Your program, for example, always take it for granted that your inputs are all the 7-bit-width ASCII codes. When you enter Chinese words, it will erase the 8th bit so that the inputs under circumstances of Chinese will become disturbed codes all the way.
Communication programs on Internet are usually could only transmit 7-bit data. A notorious substance is the earlier sendmail
program.
sendmail
could only send and receive 7-bit mails, causing that the strategies of many odd encoding methods,
Encoding which made the receivers an excessive disturbance, are recognized as sending out Chinese mails(like uuencode, base64, QP and so on).
(Frequently, I thought by myself that if the founders of emails could have put much foresight on it, then we could have little problems nowadays perhaps.)
This problem seems to be more complicated on Internet. Even you and your receivers all have the machines installed with sendmail
program which might manipulate with Chinese mails, the receiver might get disturbed mails in any way.
This is because this mail before its arrival at the target may travel over several hosts settled on Internet, if one of the hosts' sendmail
cuts the 8th bit off, then things go down.

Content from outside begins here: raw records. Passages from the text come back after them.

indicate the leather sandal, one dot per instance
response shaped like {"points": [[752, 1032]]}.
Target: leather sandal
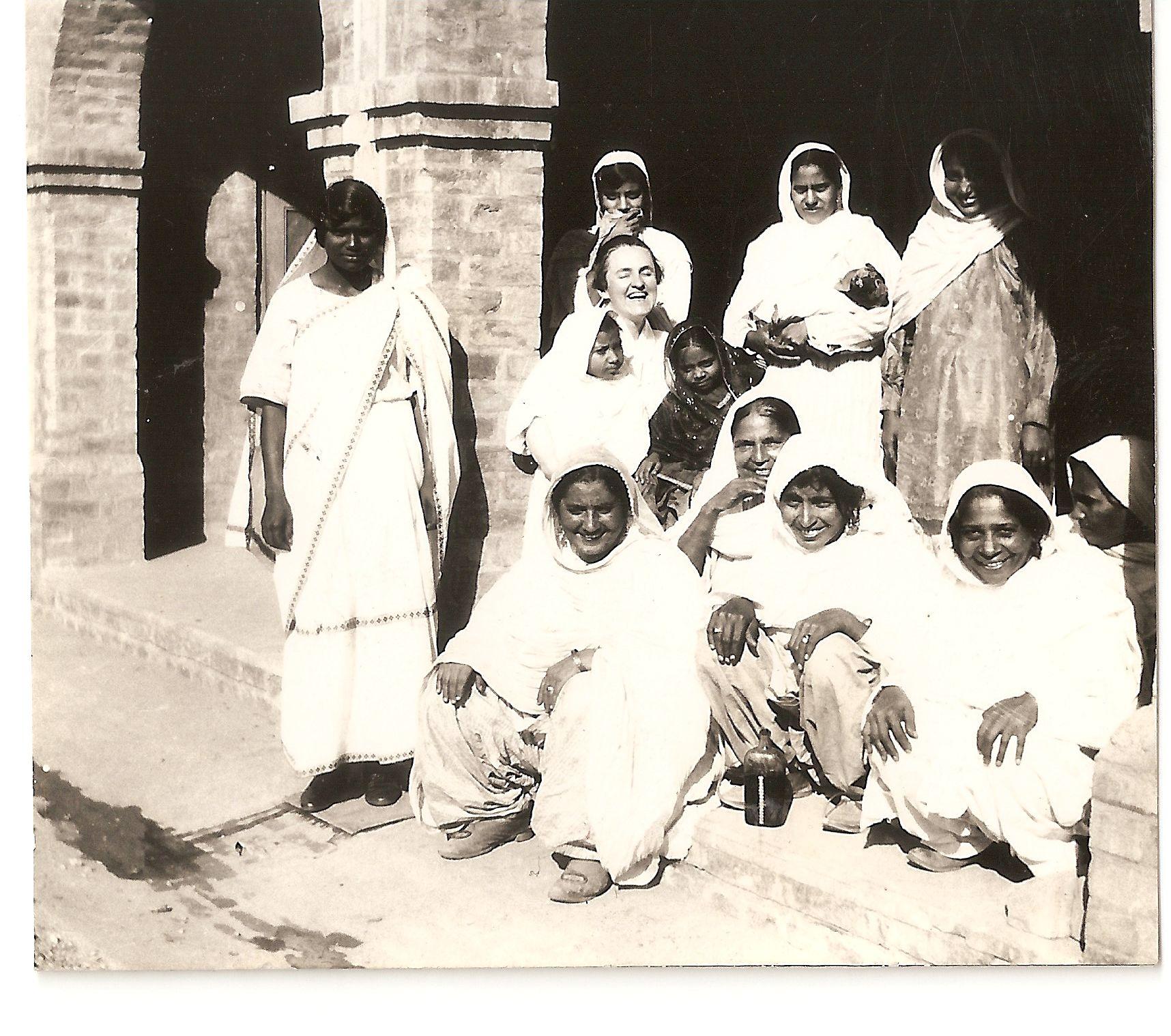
{"points": [[927, 859], [845, 818], [482, 836], [386, 786], [338, 785], [580, 882]]}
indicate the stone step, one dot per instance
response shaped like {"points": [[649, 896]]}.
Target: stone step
{"points": [[209, 612], [870, 892]]}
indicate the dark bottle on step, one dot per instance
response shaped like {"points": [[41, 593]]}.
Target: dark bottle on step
{"points": [[767, 792]]}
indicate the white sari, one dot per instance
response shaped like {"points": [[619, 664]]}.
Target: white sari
{"points": [[626, 748], [366, 386], [1055, 631], [579, 412], [791, 271]]}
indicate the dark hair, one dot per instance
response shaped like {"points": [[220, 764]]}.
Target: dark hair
{"points": [[845, 494], [611, 177], [691, 334], [598, 272], [826, 160], [592, 473], [775, 410], [351, 199], [1028, 513]]}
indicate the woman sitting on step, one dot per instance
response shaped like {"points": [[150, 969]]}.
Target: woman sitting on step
{"points": [[818, 605], [570, 706], [1026, 665]]}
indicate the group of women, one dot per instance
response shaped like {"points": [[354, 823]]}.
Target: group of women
{"points": [[712, 546], [713, 549]]}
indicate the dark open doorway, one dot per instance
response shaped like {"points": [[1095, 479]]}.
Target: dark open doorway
{"points": [[714, 93], [214, 101]]}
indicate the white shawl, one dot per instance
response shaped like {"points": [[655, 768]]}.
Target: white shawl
{"points": [[794, 267], [945, 242]]}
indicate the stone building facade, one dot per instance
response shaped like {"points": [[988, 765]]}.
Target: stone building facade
{"points": [[442, 106]]}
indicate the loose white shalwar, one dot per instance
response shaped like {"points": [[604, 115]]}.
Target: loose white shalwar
{"points": [[1055, 631], [562, 411], [626, 746], [793, 268], [366, 386], [672, 255], [870, 571]]}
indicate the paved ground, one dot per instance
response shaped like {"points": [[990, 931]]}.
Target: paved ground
{"points": [[162, 843]]}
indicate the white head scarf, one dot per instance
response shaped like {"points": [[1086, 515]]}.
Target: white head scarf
{"points": [[1125, 466], [560, 383], [615, 158], [945, 242], [1002, 474]]}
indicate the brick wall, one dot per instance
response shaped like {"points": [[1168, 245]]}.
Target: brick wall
{"points": [[230, 330], [85, 65], [463, 193], [1122, 916]]}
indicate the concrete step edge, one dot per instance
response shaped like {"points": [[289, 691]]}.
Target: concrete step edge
{"points": [[227, 666], [911, 932]]}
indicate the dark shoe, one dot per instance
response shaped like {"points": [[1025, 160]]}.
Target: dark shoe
{"points": [[482, 836], [580, 882], [327, 789], [386, 785], [927, 859]]}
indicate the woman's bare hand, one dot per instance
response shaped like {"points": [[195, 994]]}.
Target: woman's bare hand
{"points": [[276, 522], [454, 682], [1005, 720], [732, 627], [891, 723]]}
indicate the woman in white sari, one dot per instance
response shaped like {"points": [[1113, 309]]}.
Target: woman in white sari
{"points": [[351, 374], [1025, 644], [570, 704], [809, 307], [582, 394], [622, 203], [819, 607], [1113, 485], [725, 523]]}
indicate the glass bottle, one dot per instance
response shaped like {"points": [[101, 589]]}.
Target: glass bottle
{"points": [[767, 792]]}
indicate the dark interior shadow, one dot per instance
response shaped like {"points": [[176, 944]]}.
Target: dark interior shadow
{"points": [[469, 523]]}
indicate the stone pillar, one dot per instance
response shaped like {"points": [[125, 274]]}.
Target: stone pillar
{"points": [[1122, 915], [83, 177], [444, 108]]}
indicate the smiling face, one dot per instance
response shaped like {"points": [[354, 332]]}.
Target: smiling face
{"points": [[992, 543], [698, 368], [812, 514], [626, 197], [755, 442], [594, 519], [606, 358], [972, 179], [631, 281], [814, 193], [351, 245], [1102, 520]]}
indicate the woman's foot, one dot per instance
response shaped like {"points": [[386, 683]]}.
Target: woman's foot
{"points": [[927, 859], [387, 782], [843, 818], [580, 882], [338, 785], [479, 837]]}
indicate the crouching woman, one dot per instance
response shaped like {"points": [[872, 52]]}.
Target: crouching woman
{"points": [[570, 707], [1027, 663]]}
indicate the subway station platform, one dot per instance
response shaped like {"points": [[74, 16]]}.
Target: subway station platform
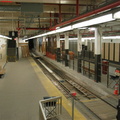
{"points": [[23, 85]]}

For the programs with the architecture of client/server, the problem may be on the end of client, or on the end of server; otherwise both of them are.
Applications which are incapable of identifying the Chinese encoding are also a major problem, apart from being unable to deal with non-ASCII codes' data. That is, most programs(even if they can deal with 8-bit data accurately) all take a Chinese word as two individual bytes. This won't cause problems under some conditions, but it will show an unfortunate disaster under some spots.
The most obvious matter is that, for instance, even if you can input Chinese words properly, but when you hit the backspace key a time trying to delete a complete word, the whole word will be split into wto parts meaning that only one byte(column) can backspace on monitor and the redundant half one then become a disturbed code. More over than that, you might change new line at the second byte of a Chinese word in some text editors and then disturbed codes occurred. Besides, these text editors might think that a long Chinese sentence as a long English sentence without changing to a new line, making the picture of screen ugly and chaotic.
There are more worse matters, too ! Some Chinese words contain special codes which correspond to some particular meaning for some applications and might make these programs producing severe faults while meeting with that codes or just collapse.
Here below will try to propose some resolved methods but segmental, incomplete and also unsatisfactory. Only when all softwares can fit with Chinese, then the problems could really resolve perhaps.
However, more and more programs have noticed the significance of internationalization, for example, most hosts'
sendmail
programs now can cope with 8-bit mails exactly --- Not only transmitting Chinese mails need 8-bit, but also many multi-media mails need 8-bit.
Lots of softwares already don't need to modify at all or just open some special options for the purpose of using Chinese.
Simultaneously, there are more and more persons devoting to the birth of Chinese softwares. Let's us wait and expect for it.